Another example: police investigation of innocent party's conduct does not subject officer to liability
Several recent decisions in the sphere of governmental immunity have addressed police officers' exposure to liability when they detain, arrest, seize property, or otherwise interfere with the life of a citizen who is ultimately deemed to be entirely innocent of wrong-doing. The Court of Appeals addressed this issue again in Catherine Simmons v. Greektown Casino, LLC, and Steven Ford. Ford was called to the casino when Simmons was observed running cash through a slot machine. It appeared to Casino employees and the State Trooper that Simmons was deliberately feeding large amounts of cash into the slot machine in order to convert the cash into slot machine tickets in an amount below the $10,000.00 threshold where "money laundering" reports must be made to the government.
It turned out that Simmons had recently refinanced her mortgage, leaving her with almost $40,000.00 in cash, and that her activities were entirely innocent. She filed suit against the Casino and Ford, arguing that the Trooper did not have reasonable grounds for detaining her or seizing her cash.
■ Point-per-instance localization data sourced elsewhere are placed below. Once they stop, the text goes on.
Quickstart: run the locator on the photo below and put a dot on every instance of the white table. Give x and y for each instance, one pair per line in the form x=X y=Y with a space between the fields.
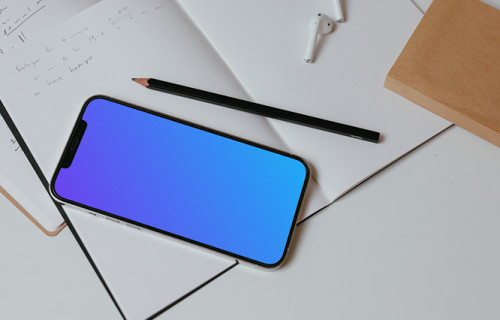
x=419 y=240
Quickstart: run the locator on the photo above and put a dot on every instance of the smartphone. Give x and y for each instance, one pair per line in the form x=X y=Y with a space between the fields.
x=176 y=178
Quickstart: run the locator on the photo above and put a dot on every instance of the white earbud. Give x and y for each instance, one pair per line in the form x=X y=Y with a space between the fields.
x=337 y=10
x=320 y=25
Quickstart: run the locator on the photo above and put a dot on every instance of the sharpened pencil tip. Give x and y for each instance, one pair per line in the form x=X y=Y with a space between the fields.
x=142 y=81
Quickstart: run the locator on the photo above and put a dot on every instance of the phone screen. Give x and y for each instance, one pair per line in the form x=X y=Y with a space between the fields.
x=183 y=180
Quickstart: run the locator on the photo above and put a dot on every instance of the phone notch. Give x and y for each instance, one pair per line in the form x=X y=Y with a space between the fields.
x=74 y=143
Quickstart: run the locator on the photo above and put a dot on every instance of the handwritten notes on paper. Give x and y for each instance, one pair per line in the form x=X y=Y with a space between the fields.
x=71 y=53
x=20 y=19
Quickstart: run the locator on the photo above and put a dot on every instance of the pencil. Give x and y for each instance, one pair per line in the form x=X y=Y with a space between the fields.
x=260 y=109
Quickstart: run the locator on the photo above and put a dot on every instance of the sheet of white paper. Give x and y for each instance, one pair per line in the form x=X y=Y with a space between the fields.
x=20 y=20
x=19 y=179
x=98 y=52
x=344 y=84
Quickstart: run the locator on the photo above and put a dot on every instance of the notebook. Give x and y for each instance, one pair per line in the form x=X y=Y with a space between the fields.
x=20 y=20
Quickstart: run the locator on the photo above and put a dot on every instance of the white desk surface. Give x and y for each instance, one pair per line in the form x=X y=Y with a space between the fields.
x=419 y=240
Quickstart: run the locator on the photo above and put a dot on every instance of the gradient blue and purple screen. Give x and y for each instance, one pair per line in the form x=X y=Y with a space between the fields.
x=208 y=188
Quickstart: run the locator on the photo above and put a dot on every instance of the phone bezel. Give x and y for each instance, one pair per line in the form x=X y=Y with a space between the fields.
x=78 y=205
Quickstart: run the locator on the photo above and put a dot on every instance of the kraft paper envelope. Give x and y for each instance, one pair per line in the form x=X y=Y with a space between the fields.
x=451 y=66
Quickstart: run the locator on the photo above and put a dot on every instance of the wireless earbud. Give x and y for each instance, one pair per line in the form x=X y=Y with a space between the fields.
x=337 y=10
x=320 y=25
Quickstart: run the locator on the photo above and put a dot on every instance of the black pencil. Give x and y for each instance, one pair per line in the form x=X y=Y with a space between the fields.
x=263 y=110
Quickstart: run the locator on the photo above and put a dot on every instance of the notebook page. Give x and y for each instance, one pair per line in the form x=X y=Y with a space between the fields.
x=98 y=52
x=20 y=20
x=344 y=84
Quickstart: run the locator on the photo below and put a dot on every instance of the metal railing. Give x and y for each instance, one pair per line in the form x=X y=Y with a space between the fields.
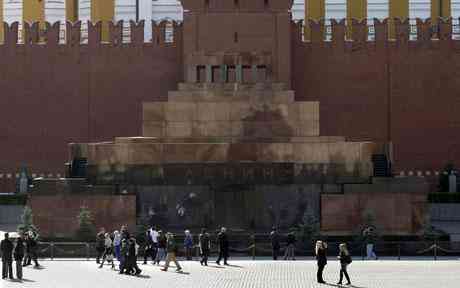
x=395 y=249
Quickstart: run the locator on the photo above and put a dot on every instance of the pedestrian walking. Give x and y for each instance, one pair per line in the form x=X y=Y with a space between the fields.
x=100 y=244
x=321 y=258
x=345 y=260
x=171 y=248
x=6 y=247
x=117 y=244
x=188 y=245
x=123 y=255
x=148 y=247
x=154 y=237
x=32 y=247
x=18 y=255
x=275 y=241
x=108 y=251
x=205 y=246
x=369 y=236
x=133 y=248
x=162 y=242
x=222 y=240
x=290 y=246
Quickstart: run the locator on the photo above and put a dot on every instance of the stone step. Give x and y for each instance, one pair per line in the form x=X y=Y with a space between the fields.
x=277 y=86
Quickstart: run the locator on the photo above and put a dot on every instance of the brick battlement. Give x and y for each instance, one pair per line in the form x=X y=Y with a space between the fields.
x=165 y=33
x=398 y=31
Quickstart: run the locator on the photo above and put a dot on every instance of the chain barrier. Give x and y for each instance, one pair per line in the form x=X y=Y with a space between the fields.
x=57 y=250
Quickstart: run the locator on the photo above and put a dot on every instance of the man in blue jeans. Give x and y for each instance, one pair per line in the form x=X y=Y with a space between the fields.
x=6 y=246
The case against the Casino was dismissed without an appeal, but Simmons did appeal the judge's decision to toss the case against Ford. She argued that her pleadings created a question of fact with regard to whether Ford acted in good faith in violating her civil rights. In particular, she claimed that Ford was lying or mistaken in his claim that she was exchanging smaller bills for $100.00 bills. The Court of Appeals upheld the dismissal of Simmons' case, holding that to the extent she alleged a question of fact, it was not sufficiently material to defeat Ford's claim that he had acted in good faith. Viewed objectively, Simmons' actions were sufficient "suspicious" to warrant investigation.